The current version of section 1032 is the product of a 1986 major revision of the statutes governing the recovery of costs. The legislation was sponsored by the California Judges Association. (Sen. Rules Com., 3d reading analysis of Sen. Bill No. 654 (1985-1986 Reg. Sess.) as amended July 8, 1986, pp. 1-3.) Senate Bill No. 654, as enacted, repealed former section 1032 and enacted a new section 1032 in its place. Under the new statute, "[t]he fundamental principle of awarding costs to the prevailing party remains the same, but whether those costs are awarded as a matter of right or as a matter of the court's discretion now often depends on how the prevailing party is determined. If a party fits one of the definitions of 'prevailing' listed in C.C.P. 1032(a)(4) . . . that party is entitled as a matter of right to recover costs. (C.C.P. 1032(a)(4), 1032(b).) In other situations, the prevailing party is determined by the court and the award of costs is discretionary." (7 Witkin, Cal. Procedure (4th ed. 1997) Judgment, § 90, p. 620.) There is no doubt that SI was the prevailing party under the first sentence of subdivision (a)(4). The plaintiffs, joined in this litigation, failed to prove that whatever damages they may have suffered were caused by a defect in the SI product used in their homes.
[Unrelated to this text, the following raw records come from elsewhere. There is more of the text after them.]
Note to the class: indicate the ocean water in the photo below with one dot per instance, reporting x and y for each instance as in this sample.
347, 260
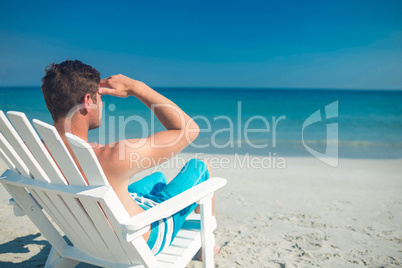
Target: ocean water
257, 121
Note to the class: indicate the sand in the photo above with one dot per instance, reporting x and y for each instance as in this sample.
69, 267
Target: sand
301, 214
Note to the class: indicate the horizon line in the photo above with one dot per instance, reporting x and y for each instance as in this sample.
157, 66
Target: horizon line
239, 88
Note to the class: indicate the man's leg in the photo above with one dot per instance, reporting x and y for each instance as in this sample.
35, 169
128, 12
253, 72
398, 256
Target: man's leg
193, 173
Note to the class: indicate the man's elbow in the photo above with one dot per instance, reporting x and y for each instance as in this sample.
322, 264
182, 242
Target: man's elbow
192, 131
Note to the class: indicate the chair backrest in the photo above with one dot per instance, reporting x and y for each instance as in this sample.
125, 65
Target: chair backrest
91, 222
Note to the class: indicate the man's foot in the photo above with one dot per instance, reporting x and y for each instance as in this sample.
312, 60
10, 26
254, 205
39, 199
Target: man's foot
217, 249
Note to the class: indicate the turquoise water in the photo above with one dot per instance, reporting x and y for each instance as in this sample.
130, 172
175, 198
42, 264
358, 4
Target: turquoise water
369, 122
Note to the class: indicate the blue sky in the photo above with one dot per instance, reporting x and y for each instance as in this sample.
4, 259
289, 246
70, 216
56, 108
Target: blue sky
272, 44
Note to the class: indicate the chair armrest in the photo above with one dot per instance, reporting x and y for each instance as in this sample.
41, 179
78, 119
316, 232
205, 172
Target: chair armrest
173, 205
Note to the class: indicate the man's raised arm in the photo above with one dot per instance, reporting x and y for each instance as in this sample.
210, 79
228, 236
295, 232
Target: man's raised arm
181, 129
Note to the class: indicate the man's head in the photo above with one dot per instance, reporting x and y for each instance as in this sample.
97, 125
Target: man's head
66, 85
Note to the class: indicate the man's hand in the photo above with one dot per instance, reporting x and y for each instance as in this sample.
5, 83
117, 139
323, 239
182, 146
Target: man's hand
119, 86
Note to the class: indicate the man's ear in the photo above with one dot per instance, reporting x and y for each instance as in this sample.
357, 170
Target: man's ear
87, 102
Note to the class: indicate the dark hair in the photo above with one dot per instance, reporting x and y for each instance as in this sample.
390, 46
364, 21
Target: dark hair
65, 85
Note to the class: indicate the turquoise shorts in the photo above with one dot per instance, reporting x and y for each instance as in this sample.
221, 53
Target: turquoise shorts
153, 190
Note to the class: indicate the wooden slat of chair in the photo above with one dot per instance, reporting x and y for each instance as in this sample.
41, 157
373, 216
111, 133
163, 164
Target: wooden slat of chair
35, 145
95, 176
105, 230
38, 173
41, 154
7, 160
88, 161
99, 247
13, 156
16, 142
116, 213
50, 202
70, 170
60, 153
36, 215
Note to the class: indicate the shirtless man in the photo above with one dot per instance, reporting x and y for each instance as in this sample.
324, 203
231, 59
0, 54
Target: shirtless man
73, 94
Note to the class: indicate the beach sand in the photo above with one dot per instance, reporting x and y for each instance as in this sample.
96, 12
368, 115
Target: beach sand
299, 215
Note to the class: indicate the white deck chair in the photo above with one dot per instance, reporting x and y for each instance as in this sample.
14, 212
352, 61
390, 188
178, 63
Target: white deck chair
92, 216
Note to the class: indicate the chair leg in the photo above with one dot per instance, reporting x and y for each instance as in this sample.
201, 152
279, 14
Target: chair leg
56, 261
207, 236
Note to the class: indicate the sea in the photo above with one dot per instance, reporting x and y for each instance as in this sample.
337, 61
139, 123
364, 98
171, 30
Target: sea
275, 122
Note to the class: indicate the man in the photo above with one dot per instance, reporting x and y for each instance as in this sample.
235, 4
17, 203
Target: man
73, 94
The relevant question on entitlement to costs is whether a party qualifies as a prevailing party under subdivision (a)(4). Since the 1986 amendment to section 1032, "[t]he allowance of costs as a matter of right no longer depends on the character of the action involved but on how the prevailing party is determined. ( Perko's Enterprises, Inc. v. RRNS Enterprises [(1992)] 4 Cal.App.4th 238, 241-242 [ 5 Cal.Rptr.2d 470]; see 7 Witkin, [Cal. Procedure,] supra, (1996 Supp.) Judgment, § 84, p. 155.)" ( Michell v. Olick (1996) 49 Cal.App.4th 1194, 1197-1198 [ 57 Cal.Rptr.2d 227], italics added.)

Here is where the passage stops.